The character who kicks off the story is based on a historical figure: Qin (pronounced “chin”) Shi Huang Di, the third-century B.C. emperor who united much of what we know today as China, built the first version of the Great Wall, and commissioned the creation of more than 7,000 more-than-life-size statues—singers, dancers, acrobats, government officials, generals, archers, charioteers, and foot soldiers, each with unique, individual details—to accompany him in the afterlife. In his tomb, they were all situated facing east, as if holding an eternal line against people who had been conquered by the emperor and might rise in revolt in the next life.
Uncovered in 1974 by farmers digging a well near the city of Xi’an, the emperor’s tomb is one of the world’s most astounding ancient treasures. And it may yet hold surprises, with more than 3,000 of the figures yet to be excavated. No wonder it captured the imagination of movie moguls.
In the beginning of the tale, the ambitious emperor battles against rival rulers. His defeated enemies are forced to build his great wall, then are buried beneath it. But there’s one enemy he can’t vanquish by brute strength: death. For that he turns to a sorceress who knows where to find the secret to immortality. They have a falling out, and she casts a curse on him and his army, turning them to terra cotta in an ingenious sequence of scenes. Clay pours down cheeks like tears, bodies become boiling mudpots, and muddy figures burst into flames that fire them as thoroughly as a kiln. So in this weird murky way, the soldiers are “mummified” by mud.
Fast forward a couple of millennia. Rick O’Connell and his wife, Evelyn, the central characters in the first two mummy films, are living in a grand British estate, bored to befuddlement in retirement. The Foreign Office comes to their rescue, sending them to China to return the Eye of Shangri-La, a huge ancient diamond smuggled into the UK several years before. Arriving in Shanghai, the couple visit Evelyn’s brother, Jonathan, who owns a King-Tut’s-tomb nightclub—where Anubis guards the stairwell and other bits of Egyptomania make brief appearances. The year is 1947, neatly avoiding the rise of chairman Mao and any parallels between ancient and modern empire-building.
Meanwhile, the O’Connell’s son, Alex, has discovered the tomb of the emperor, and has opened it with a blast of dynamite. Inside stand the legions of armed warriors, along with horses and chariots, in long, precise rows—a scene that impressively conjures up the real-life emperor’s eternal army. The emperor is there, too, in an ornately carved stone sarcophagus. Inevitably, an evil Chinese general sets out to revive the emperor. It’s a very bad idea. If the curse on the emperor is ever lifted, he will rise to enslave all mankind. The key to the emperor’s revival? Why, the Eye of Shangri-La!

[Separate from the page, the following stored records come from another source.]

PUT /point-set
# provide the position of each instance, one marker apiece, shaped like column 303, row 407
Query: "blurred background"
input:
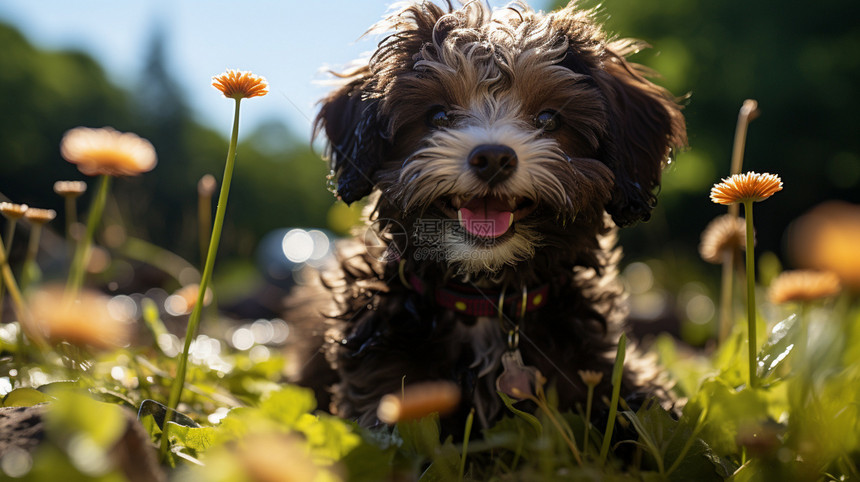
column 146, row 67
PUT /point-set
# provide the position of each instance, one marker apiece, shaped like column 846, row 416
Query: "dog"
column 498, row 151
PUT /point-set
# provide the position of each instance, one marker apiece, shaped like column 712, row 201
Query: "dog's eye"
column 437, row 117
column 547, row 120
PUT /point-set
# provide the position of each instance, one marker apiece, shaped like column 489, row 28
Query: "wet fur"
column 492, row 72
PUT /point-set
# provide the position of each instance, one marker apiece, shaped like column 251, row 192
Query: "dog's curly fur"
column 589, row 135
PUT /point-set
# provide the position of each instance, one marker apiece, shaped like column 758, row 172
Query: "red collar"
column 474, row 301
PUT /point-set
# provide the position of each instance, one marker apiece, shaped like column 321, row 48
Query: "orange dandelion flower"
column 70, row 188
column 85, row 321
column 419, row 400
column 803, row 285
column 237, row 84
column 825, row 239
column 13, row 211
column 206, row 185
column 267, row 457
column 107, row 151
column 750, row 186
column 722, row 235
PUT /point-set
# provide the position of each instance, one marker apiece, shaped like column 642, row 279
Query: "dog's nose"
column 493, row 163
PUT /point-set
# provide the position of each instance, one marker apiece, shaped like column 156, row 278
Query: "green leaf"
column 288, row 404
column 726, row 411
column 371, row 460
column 685, row 455
column 157, row 411
column 196, row 439
column 445, row 466
column 25, row 397
column 531, row 419
column 420, row 437
column 74, row 414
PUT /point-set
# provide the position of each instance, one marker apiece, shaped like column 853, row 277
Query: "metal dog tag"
column 517, row 380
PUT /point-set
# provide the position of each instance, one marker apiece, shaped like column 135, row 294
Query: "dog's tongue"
column 487, row 217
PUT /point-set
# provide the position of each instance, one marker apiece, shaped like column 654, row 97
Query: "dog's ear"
column 644, row 125
column 355, row 137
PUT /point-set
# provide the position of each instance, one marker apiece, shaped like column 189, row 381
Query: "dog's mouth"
column 487, row 217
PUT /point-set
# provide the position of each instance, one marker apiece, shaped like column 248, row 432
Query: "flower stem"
column 82, row 253
column 71, row 215
column 30, row 267
column 617, row 372
column 194, row 318
column 12, row 286
column 751, row 319
column 468, row 432
column 588, row 403
column 10, row 235
column 727, row 316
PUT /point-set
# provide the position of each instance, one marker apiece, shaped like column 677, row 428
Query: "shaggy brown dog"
column 499, row 150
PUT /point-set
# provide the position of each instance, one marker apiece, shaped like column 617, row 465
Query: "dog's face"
column 510, row 130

The emperor comes back to life, of course, bursting out of his terra cotta casing with his eyes ablaze. Fights and chase scenes ensue, with the O’Connells and their friends allied against the emperor-demon from the great beyond. (In one nifty scramble down a Shanghai street, the Ben-Hur axle attachment on the emperor’s chariot rips a jagged hole along the entire side of a parked Rolls Royce.) The emperor is now a shape shifter, taking the guise of a three-headed dragon in one scene—hence the title of the movie. He finally snatches the magical Eye from the O’Connells and succeeds in reanimating his warriors. On a dusty plain they rise from great rectangular pits and begin to march in vast regiments with spears at the ready, crossbows cocked. Cecil B. DeMille couldn’t have staged it better. The evil multitudes are heading into battle against an assortment of good guys: the O’Connells and their friends, the sorceress and her daughter, and the emperor’s once vanquished enemies—who now spring from their graves at the foot of the Great Wall looking much more like mummies than the emperor or his minions. If the emperor’s troops succeed in crossing the wall, it’s curtains for the civilized world.
Can’t guess who wins? You’ll have to see the movie. And stay long enough to see the subtitle in the final scene—it’s a clue to the location of The Mummy, take 4. But the filmmaker should be wary. Plans for a sequel could fall victim to the curse of a bad opening weekend at the box office.